Puis les leçons prirent fin, et je fus longtemps sans la revoir. Alors je me réveillais la nuit, ayant pleuré sans savoir pourquoi ; j’apprenais par cœur des vers que je récitais à mon porte-manteau, ou bien je m’emparais d’une guitare et chantais, à tel point que notre vieux chien sortait de dessous le poêle, levait le nez au ciel et hurlait.
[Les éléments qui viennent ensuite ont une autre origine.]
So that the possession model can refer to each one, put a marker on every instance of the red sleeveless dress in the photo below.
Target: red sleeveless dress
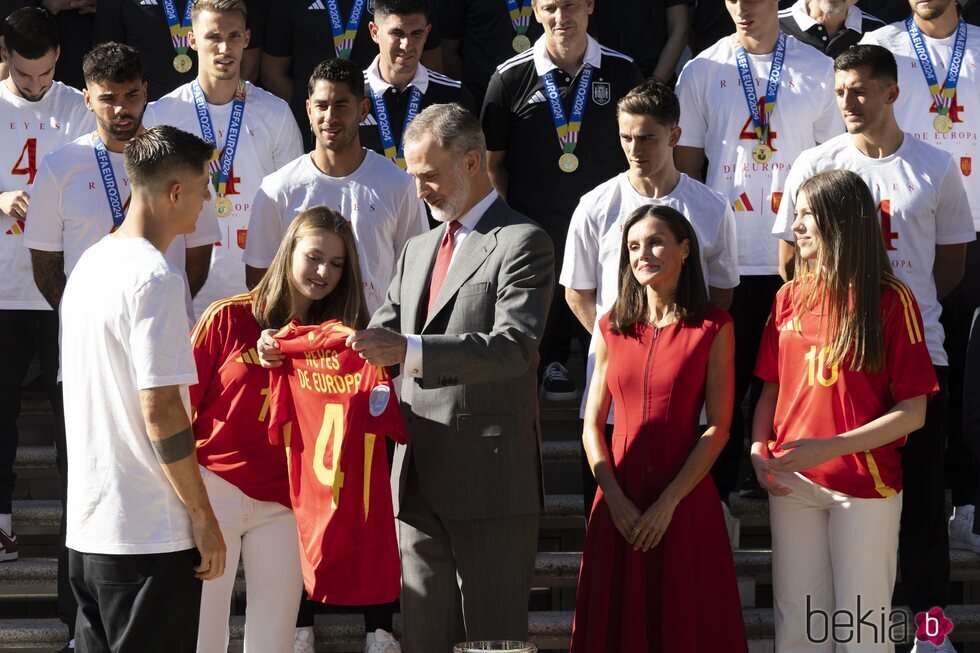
(680, 596)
Vint le printemps, et j’eus l’idée d’aller à la chasse. J’errais dans la montagne, et je venais de me coucher sur le bord d’un ravin et de m’y mettre à mon aise ; tout à coup j’entends craquer les branches, et j’aperçois un ours énorme qui arrive tout doucement à travers le taillis. Je me tiens coi. La forêt était silencieuse ; un corbeau passa sur ma tête, croassant. J’eus peur : je fis un grand signe de croix, je ne respirais plus ; puis, lorsqu’il fut en bas, je pris mes jambes à mon cou.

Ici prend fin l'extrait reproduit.